Alle Beteiligten müssen Verantwortung übernehmen, das heisst nicht allein der Staat, sondern auch die Fangruppen, insbesondere auch die Clubs. Da bin ich ganz bei Mauro Tuena: Ja, auch die Clubleitungen müssen in die Verantwortung einbezogen werden. Nur sind seine Schlussfolgerungen falsch. Leider sind nicht alle Clubleitungen dazu bereit; da besteht wirklich Handlungsbedarf. Nur wenn alle am gleichen Strick ziehen, kann die polizeiliche 3D-Strategie - Dialog, Deeskalation, Durchgreifen - zum gewünschten Erfolg führen.
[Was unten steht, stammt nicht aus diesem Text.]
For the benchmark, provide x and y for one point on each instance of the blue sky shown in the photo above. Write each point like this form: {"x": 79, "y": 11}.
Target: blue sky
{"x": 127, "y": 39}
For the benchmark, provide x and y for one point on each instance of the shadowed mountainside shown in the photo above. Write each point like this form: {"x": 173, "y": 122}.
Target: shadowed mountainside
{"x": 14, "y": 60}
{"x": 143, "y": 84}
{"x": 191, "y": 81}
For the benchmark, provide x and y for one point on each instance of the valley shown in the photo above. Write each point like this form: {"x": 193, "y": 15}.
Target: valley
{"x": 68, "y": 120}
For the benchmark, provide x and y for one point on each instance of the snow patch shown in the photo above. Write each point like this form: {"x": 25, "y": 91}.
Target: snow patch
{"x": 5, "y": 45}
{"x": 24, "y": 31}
In individuell begründeten Fällen braucht es bei grossen Sportanlässen - so, wie es im Übereinkommen vorgesehen und im Hooligan-Konkordat verwirklicht ist - örtlich begrenzte Rayon- und Stadionverbote, Ausreisesperren, Meldepflichten und im Wiederholungsfall vorübergehenden präventiven Polizeigewahrsam sowie eine schweizweite Hooligan-Datenbank. Gegen diese weitgehenden Massnahmen muss aber die Möglichkeit eines raschen Rekurses an ein Gericht offenstehen - das möchte ich hier betonen. Einträge, die nicht auf der Grundlage rechtskräftiger Urteile beruhen, sind aus Datenschutzgründen problematisch.
Gewaltbereite Sportfans sind ein gesellschaftliches und vor allem auch internationales Problem - Stichwort: Fantourismus. Nur mit einer gemeinsamen, länderübergreifenden Strategie kann diesem wirksam begegnet werden.
Ich bitte Sie darum, auf die Vorlage einzutreten und dem Übereinkommen zuzustimmen.